Fall of Sudo – A Pwnage Collection


Finding Linux servers heavily reliant on Sudo rules for daily management tasks is a common occurrence. While not necessarily bad, Sudo rules can quickly become security’s worst nightmare. Before discussing the security implications, let’s first discuss what Sudo is.

Defining Sudo

What is Sudo? Sudo, which stands for “superuser do!,” is a program that allows a user’s execution of commands as other users, most commonly as root, the “administrator” equivalent for Linux operating systems; think “runas” for Windows. Sudo enables the implementation of the least privilege model, in which users are only given rights to run certain elevated commands based on what’s necessary to complete their job. Without Sudo, we would need to log into the server or desktop as root to perform an update, change network settings, remove users, or perform any other privileged task. Nothing bad could come from that right?

A Brief Education of Sudo

This post isn’t about how Sudo is a bad program, but instead Sudo’s common misconfiguration. Some Linux shops use LDAP for the centralization of Sudo rules for a machine, but, commonly the file /etc/sudoers is the standard method of management. This file may look intimidating, but for the sake of this post, we are only going to talk about how users are assigned rules.

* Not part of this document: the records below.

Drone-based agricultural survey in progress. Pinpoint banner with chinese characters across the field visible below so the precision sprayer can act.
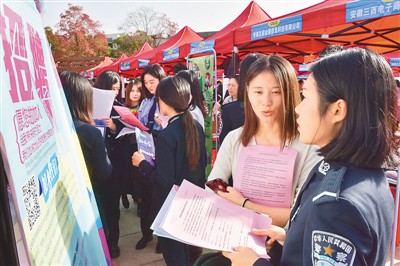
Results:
[251,15,303,41]
[346,0,400,22]
[0,1,111,265]
[188,55,215,176]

# This file MUST be edited with the ‘visudo’ command as root.
# Please consider adding local content in /etc/sudoers.d/ instead of
# directly modifying this file.
# See the man page for details on how to write a sudoers file.
Defaults env_reset
Defaults mail_badpass
Defaults secure_path=”/usr/local/sbin:/usr/local/bin:/usr/sbin:/usr/bin:/sbin:/bin”
# Host alias specification
# User alias specification
# Cmnd alias specification
# User privilege specification
paragonsec ALL=(ALL:ALL) /bin/cat
# Allow members of group sudo to execute any command
# See sudoers(5) for more information on “#include” directives:
#includedir /etc/sudoers.d

/etc/sudoers file example

The lines highlighted in the above example are what will be discussed in this post. This controls which users can run Sudo and what program they can run. Multiple entries can exist per user to facilitate running different programs under different user contexts depending on requirements. The format of a basic user Sudo rule is the following:<user>   <host>=(<user run as>:<group run as>) <command>

In the above /etc/sudoers file we see the user “Paragonsec” has the rule “ALL(ALL:ALL) /bin/cat”. This grants the user “Paragonesc” the ability to execute /bin/cat with Sudo on any host, as any user, as any group. While this might not seem like a terrible thing we can use /bin/cat’s functionality to print out any file on the system as root. Maybe something /etc/shadow.

The Problem with Sudo

With basic knowledge of Sudo and /etc/sudoers the hunt for vulnerabilities is on. During engagements, I consistently see 2 scenarios as it relates to Sudo rules.

  1. A complete lack of configuration where the Sudo rules don’t follow the least privilege model and allow for many users to execute commands as root.
  2. A relatively secure set of Sudo rules, but the command assigned is a rarely used argument that allows the execution of shell commands.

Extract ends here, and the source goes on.